Siempre detesté los artículos que empiezan por ’según la RAE’, pero en una ocasión en la que lo que se va a intentar abordar es la discusión de la definición de un término, qué menos que empezar por ahí, ¿no?

El arte según la RAE es “la manifestación de la actividad humana mediante la cual se expresa una visión personal y desinteresada que interpreta lo real o imaginado con recursos plásticos, lingüísticos o sonoros”. No creo que la Real Academia de la Lengua sea la autoridad única e incontestable que decida lo que es arte y lo que no, pero su trabajo ciertamente no es trivial, y mucho menos la elección de las palabras con las que acota un término.

“Una visión personal y desinteresada”, dice que es lo que contiene el arte. Francamente, hay mucho que decir al respecto de esos dos adjetivos. Evidentemente lo más interesante de una definición es lo que la desborda. Y no sólo es lo más interesante, sino lo más abundante: es más importante lo que se queda fuera que lo que abarca.

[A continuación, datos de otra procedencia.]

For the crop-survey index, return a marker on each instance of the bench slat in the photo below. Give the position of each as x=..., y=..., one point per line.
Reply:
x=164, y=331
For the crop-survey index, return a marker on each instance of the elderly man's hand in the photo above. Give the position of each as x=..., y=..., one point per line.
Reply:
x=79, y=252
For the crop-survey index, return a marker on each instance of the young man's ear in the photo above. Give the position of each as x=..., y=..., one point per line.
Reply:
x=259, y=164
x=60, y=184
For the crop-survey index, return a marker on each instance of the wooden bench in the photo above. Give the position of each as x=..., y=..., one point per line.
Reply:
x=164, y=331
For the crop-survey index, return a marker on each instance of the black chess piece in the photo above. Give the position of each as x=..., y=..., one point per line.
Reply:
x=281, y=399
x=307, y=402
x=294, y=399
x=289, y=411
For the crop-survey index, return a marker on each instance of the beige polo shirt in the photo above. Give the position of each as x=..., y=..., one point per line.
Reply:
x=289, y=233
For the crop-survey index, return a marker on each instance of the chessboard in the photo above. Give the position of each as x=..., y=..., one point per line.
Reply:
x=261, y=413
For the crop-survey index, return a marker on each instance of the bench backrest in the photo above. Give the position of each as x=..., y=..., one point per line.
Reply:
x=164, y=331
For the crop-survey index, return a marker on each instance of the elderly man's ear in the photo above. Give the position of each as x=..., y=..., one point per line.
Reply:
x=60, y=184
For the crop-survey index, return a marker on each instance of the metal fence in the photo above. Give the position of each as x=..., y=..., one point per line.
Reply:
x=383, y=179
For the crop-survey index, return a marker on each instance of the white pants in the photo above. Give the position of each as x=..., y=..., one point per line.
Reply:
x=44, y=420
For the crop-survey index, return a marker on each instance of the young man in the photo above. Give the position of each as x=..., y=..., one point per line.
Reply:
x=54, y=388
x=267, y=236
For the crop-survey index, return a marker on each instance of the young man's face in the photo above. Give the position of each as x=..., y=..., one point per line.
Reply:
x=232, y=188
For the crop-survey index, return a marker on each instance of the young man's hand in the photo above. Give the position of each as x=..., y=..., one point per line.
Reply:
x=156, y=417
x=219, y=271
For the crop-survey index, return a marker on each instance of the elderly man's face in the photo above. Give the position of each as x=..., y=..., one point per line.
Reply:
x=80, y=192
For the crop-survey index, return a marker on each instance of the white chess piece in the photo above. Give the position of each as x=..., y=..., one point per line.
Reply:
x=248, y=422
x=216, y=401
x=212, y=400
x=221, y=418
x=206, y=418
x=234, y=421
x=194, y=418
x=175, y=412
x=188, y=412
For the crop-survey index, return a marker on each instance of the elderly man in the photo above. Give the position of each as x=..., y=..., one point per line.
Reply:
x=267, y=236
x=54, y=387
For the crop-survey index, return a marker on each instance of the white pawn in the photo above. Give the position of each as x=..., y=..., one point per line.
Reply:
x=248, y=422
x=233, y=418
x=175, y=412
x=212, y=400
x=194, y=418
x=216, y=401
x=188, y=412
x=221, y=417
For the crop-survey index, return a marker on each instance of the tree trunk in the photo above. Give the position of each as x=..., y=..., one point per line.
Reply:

Una de las disciplinas que se le escapa por todos los lados es la publicidad, una manifestación de la actividad económica mediante la cual se expresa una visión vicaria e interesada que interpreta un producto o servicio con recursos plásticos, lingüísticos o sonoros.

La crítica artística impone unas bases del concurso que excluyen a la publicidad. Y sin embargo, a veces la publicidad es más arte que el arte, más música que la música, más cine que el cine.

Este anuncio no podría competir en un festival cinematográfico codo con codo con los cortometrajes. Pero, ¿qué lo hace peor que un corto?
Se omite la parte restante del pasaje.